72.歪んだ図書室
※後書きに作者絵があります! 苦手な方は回避してください。
薄暗く湿気った室内に飛び込んだ文は、そのまま強く体を打った。
「――――っ…!」
散らばるのは大小様々な小説だ。古臭い本の角が腕に当たって、文はなんとか呻き声を殺して体を丸める。
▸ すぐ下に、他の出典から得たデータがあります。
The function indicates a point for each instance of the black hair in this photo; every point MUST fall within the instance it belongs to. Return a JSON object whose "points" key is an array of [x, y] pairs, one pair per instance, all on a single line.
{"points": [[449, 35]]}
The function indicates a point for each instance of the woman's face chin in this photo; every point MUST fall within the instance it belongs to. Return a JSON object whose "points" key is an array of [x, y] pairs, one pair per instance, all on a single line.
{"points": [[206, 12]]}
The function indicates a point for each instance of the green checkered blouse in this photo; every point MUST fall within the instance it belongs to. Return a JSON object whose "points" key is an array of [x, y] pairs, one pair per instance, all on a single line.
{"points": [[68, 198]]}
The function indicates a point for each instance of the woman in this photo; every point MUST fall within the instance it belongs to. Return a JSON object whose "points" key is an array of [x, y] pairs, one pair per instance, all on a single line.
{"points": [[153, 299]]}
しばらくしてから、そろっと目を開いた。
(……暗……あれ、足元光ってる?)
痛む体に顔を歪ませつつ、体を起こして足元の「明かり」を探せば―――そこにあるのは、一冊の本で。
「……君を、絞め殺す…私の、赤い糸…?」
物騒なタイトルだが、何度確認しても読み間違いではなく、表裏と上下左右回して確認したがライトが付いていない。
この古い文庫本サイズの本は―――文は知らないが、この小さな魔導書は―――自ら、発光しているのだ。
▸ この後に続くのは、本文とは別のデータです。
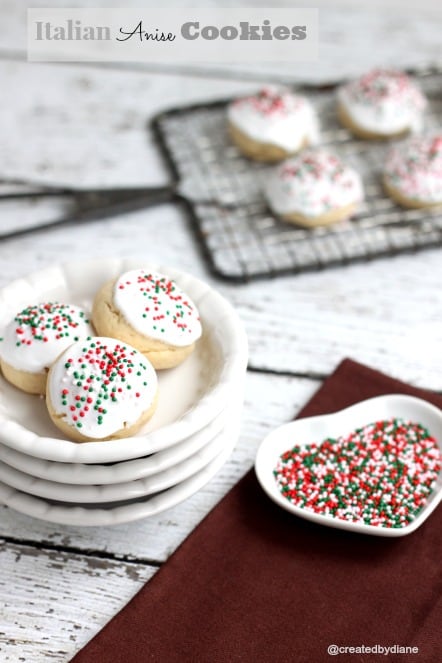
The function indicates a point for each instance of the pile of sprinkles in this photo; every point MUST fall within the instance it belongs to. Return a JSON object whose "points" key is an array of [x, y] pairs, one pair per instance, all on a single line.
{"points": [[155, 306], [100, 383], [47, 322], [380, 474]]}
「……もしかして…さっき、玄関で体に当たったのは―――」
思い出すのは、目であった箇所が口になり、その口内には螺旋状に鋭い歯が光っていたこと。
どこぞの拷問道具のように食い殺されるのかと影が差す視界の中で逃げることもできずにいた文に、榎耶の声とともに風を切る音と物が当たる感触があって―――そう、それで、繭のように何かが文を包み、恐ろしい牙から守ってくれたのだ。
「君が、助けてくれたの…?」
両手に持った魔導書に問いかけるも、当然返事はない。
文は少しでも情報を集めようと表紙を開こうと手を動かした瞬間、頭の天辺から氷水をかけられたような怖気が走った。
(こ、れ、は―――…)
中身を、覗いたら。
何の覚悟もなしに覗いたら、きっと。沼に引きずり込まれるように見てはいけないものに飲み込まれて潰される。これは、触れては、いけないものだ―――。
「…っ、……はぁ……」
震える手から、今にも魔導書は落ちそうだ。
文は浅く息を吐くと、一度目を閉じてからパッと瞼を上げ、そのまま魔導書を抱いて歩き出す。
探れば危険な目に遭うと考えれば、余計な詮索はしない方がいい。本当は素人が持っているのはよくないものなのかもしれないけれど、明かりがない以上はしょうがない。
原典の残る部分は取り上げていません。